Aurora bridled at this, though she made no protest aloud.
“We walked together as far as the piazza, here in Covent Garden,” continued Edward. “Then we parted, Richard for the Black Swan, I for these lodgings. But before I had gone ten yards I heard a scuffle and a scream, and ran back. Richard lay upon the cobbles. He had been struck on the head.”
“Who would do such a thing?” gasped Aurora incredulously, her brain immediately busy with questions. “Did they mistake him for you? Were they trying to kill him?”
Edward gave a sigh. “They did not mistake him, neither did they mean to leave him for dead. I am convinced they intended to render him unconscious, and for me to find him. They must have followed us, seen us part, and pounced while I was still close enough to hear Richard’s cry. It was staged, without doubt.”
“But to what end?”
“They left this in Richard’s waistcoat pocket. Here, read it.”
Aurora took the piece of paper he offered. In a haphazard style, probably disguised, were written the words, I know who you are.
“Do you understand the import of this?” asked Edward.
“Your identity is discovered,” she replied, raising her eyes to his face, “by someone who would harm you. Beyond that I have no explanation.”
He nodded. “Do you see anything else on the page?”
She looked again. In the corner of the paper was a scribble she could not make out. “What does it say here?” she asked, pointing.
Edward’s voice was still soft, but steady, and full of implication. “It is a crude representation of the family crest of the Deedes.”
Aurora met his eyes. “So … the person or persons who attacked you did so on behalf of Josiah Deede? ”
“Aye,” said Edward with sorrow. “It seems his hatred of me is unabated, despite his successful theft of my inheritance.”
Silence fell between them. Aurora held out the paper; she wanted rid of it, and Edward took it, recognizing her revulsion. “Someone must have been following us,” he said. “How much Josiah Deede knows – whether ‘Miss Drayton’ has been discovered too – we can only conjecture.”
“And he wanted…” Aurora’s throat had contracted. She could barely speak. “He wanted to give you a warning. A threat.”
Edward nodded wearily. “We are all in danger.”
Aurora knelt there on the floor, her hands in her lap, her heartbeat unsteady. The return of the letter was now no longer necessary, as Edward had said. Josiah Deede had found the key, and discovered the theft. Afraid that Edward knew the secret, and would continue the blackmail, he had resorted to paying ruffians to follow Edward, attack Richard and leave the threatening note. In huntsman’s terms, he was trying to flush Edward out and force him into the path of danger. If Edward showed himself, Deede would be waiting.
She swallowed. Tears had crept into her eyes, though she did not know why. Did she weep for Edward, disinherited, defeated, and now threatened, seeking a fruitless revenge on a powerful man with ruthless associates? Or for Joe, whose father’s conduct had now ensured that his courtship of the amiable Miss Drayton was irredeemably, irretrievably over?
“I must go to Richard,” said Edward, rousing himself. He put on his wig and stood up. “I came only to collect the key and the letter, which we cannot leave hidden in this room, and to warn you to lock the door and admit no one.”

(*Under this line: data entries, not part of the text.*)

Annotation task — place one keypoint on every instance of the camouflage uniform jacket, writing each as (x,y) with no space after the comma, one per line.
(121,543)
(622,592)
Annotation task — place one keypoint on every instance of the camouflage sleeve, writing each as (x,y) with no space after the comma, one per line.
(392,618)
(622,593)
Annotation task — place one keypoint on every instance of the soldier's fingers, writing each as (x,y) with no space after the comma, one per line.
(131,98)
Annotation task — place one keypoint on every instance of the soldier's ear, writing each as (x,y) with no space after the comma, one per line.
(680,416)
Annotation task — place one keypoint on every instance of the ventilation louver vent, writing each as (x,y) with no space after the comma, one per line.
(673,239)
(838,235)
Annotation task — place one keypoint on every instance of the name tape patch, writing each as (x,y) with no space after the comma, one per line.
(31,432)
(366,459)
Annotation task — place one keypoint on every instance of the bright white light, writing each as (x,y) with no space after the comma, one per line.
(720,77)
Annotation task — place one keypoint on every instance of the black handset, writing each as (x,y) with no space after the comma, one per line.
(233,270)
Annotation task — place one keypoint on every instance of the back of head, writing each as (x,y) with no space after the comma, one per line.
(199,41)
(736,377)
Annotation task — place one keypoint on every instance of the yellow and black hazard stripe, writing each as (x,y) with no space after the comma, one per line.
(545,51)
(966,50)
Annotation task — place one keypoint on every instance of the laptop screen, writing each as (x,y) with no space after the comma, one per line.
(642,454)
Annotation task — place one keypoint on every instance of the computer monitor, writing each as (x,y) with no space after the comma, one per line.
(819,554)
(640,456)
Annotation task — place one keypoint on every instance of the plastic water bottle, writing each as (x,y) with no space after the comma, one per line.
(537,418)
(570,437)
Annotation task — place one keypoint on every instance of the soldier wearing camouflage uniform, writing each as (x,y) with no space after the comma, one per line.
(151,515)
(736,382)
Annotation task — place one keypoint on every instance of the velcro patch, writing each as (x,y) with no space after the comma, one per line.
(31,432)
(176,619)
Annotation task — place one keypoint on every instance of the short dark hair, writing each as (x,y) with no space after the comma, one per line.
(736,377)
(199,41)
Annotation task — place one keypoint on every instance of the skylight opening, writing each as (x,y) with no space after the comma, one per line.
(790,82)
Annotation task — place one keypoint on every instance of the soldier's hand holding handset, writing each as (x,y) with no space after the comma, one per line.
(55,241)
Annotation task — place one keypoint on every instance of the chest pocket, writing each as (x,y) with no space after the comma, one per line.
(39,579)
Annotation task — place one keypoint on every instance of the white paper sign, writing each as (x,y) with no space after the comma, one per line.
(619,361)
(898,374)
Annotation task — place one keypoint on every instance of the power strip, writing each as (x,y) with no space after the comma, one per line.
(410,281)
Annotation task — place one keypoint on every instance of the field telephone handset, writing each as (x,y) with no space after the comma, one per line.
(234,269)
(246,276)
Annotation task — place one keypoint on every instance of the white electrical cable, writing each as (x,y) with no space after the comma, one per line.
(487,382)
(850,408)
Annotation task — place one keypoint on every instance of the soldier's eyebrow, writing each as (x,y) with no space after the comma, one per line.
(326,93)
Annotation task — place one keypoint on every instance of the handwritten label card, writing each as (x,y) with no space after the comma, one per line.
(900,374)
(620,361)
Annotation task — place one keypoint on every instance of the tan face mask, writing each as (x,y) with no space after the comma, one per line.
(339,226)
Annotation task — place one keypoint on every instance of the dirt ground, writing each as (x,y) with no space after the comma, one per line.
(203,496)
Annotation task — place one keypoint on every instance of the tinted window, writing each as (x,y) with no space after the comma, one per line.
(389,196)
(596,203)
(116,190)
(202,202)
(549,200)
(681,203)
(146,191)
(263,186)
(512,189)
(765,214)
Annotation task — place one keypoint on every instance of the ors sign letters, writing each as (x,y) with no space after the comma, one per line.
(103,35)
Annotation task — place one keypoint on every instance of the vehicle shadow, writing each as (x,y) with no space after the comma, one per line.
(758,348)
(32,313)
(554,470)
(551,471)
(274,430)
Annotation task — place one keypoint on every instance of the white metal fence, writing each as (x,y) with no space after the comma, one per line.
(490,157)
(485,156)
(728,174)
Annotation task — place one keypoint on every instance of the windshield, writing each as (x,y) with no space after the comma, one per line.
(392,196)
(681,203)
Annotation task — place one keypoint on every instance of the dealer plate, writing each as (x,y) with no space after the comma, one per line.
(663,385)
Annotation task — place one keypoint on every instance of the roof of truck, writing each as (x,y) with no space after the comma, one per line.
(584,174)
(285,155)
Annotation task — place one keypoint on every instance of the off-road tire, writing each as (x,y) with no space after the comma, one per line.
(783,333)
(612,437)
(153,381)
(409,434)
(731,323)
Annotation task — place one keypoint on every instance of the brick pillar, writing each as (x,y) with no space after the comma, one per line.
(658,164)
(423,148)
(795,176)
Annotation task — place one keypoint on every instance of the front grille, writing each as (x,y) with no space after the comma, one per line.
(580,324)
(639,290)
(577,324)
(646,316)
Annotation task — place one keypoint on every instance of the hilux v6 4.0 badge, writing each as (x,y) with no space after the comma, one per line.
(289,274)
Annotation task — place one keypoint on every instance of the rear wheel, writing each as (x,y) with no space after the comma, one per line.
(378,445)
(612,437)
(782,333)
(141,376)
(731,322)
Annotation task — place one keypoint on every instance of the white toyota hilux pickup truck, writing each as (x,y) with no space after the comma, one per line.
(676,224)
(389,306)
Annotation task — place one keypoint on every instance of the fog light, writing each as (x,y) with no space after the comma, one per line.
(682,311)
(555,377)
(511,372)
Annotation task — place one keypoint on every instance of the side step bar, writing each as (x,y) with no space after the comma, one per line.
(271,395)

Aurora rose too, so shakily that she had to place her hand on the open lid of the trunk. “When will you return?”
“When I can leave him,” said Edward. He looked at her intently. “Fare thee well, my dear Aurora.”
He walked to the outer door and she followed him, intending to lock it after he had gone. But then he stopped unexpectedly and whirled round, his hand going to his coat pocket. “I almost forgot this!”
He handed her a letter. It was addressed to Hartford House in familiar handwriting and sealed with a familiar seal. “Richard brought it, but I have not had the opportunity to give it to you until now,” said Edward.
And before she realized he had done it, he had kissed her brow and quitted the room.
Dacre Street, Westminster
May 3rd, 1700
My dearest, dearest Aurora,
Mrs Edward Francis! Have you been practising your new signature? Hester says if I finish this note before eight o’clock she will take it to the Bell, and put it in the coach that passes through Islington. Please send one of your servants to do the same with your reply, or if Mr Allcott should be in town he is always welcome to deliver a letter in person.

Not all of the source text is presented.